Prompts Generalize with Low Data: Non-vacuous Generalization Bounds for Optimizing Prompts with More Informative Priors
David Madras, Joshua Safyan, Qiuyi, Zhang
TL;DR
This paper tackles generalization in prompt optimization under data scarcity by introducing data-dependent PAC-Bayes bounds that leverage perplexity-informed priors. It formalizes a data-dependent bound, showing how conditioning the prior on a meta-prompt and incorporating LLM perplexity terms tightens the KL regularizer and yields non-vacuous guarantees even with limited data.
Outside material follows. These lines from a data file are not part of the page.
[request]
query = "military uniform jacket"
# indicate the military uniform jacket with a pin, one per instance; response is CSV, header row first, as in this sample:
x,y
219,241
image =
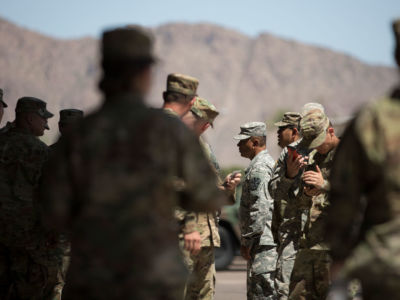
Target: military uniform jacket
x,y
365,186
113,183
22,156
207,224
313,234
256,204
287,219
The authors validate the approach empirically on a hate-speech classification task, demonstrating that informative priors (including data-dependent priors) lead to tighter bounds (around 0.46) and improved test performance (e.g., lower error) compared to uninformative priors. The work highlights the practical potential of perplexity-aware regularization for robust prompt generalization and outlines avenues for richer priors and optimized algorithms in future research.
Abstract
Many prompt engineering techniques have been successful in practice, even when optimizing over a large prompt space with with a small amount of task-specific data. Recent work has partially explained this success by showing generalization bounds which apply PAC-Bayes theory to the discrete prompt space, but they are non-vacuous only in data-rich scenarios. We argue that such widespread success can be more fully explained through more carefully considering data- or distribution-dependent perplexity, which acts as an effective prior and steers the optimization towards prompts that are more ``natural'' for the task at hand. We derive novel generalization bounds that are non-vacuous for data-scarce prompt optimization via more useful priors, formally analyzing how perplexity regularization tightens these bounds by limiting exploration. Empirically, we explore both the bounds' effectiveness and the practical benefits of perplexity regularization in improving prompt generalization.